Token Economics / Token 經濟效益
Large technical manuals (e.g., 2,000+ page PDFs) pose context limitations for LLMs. This tool compresses token usage drastically by serving targeted section chunks.
大型技術手冊(例如 2,000 頁以上之規格書)會帶來龐大的 Token 開銷。
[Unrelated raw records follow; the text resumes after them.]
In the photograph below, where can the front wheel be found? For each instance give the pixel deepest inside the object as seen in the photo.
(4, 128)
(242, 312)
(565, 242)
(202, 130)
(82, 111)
本工具利用全文檢索精確提取段落,可達到極高的 Token 壓縮效益:
| Scenario / 場景 | Raw PDF Tokens / 原始 Tokens | Via Chunk Retrieval / 使用切片提取 | Compression Ratio / 壓縮倍率 |
|---|---|---|---|
| Full 2,400-page PPR | ~4.5M tokens | FTS5 search → top 5 hits → ~2.5K tokens | ~1,800× |
| Chapter query (e.g. "MSR registers") | ~150K tokens (whole chapter) | get-chunk → ~3K tokens per section | ~50× |
| Specific register lookup | Full PDF needed otherwise | Targeted chunk → ~1.2K tokens | ~3,750× |
Troubleshooting / 常見問題與排除
ModuleNotFoundError: No module named 'fitz'/'docx'- Reason: Dependencies are missing in your active environment.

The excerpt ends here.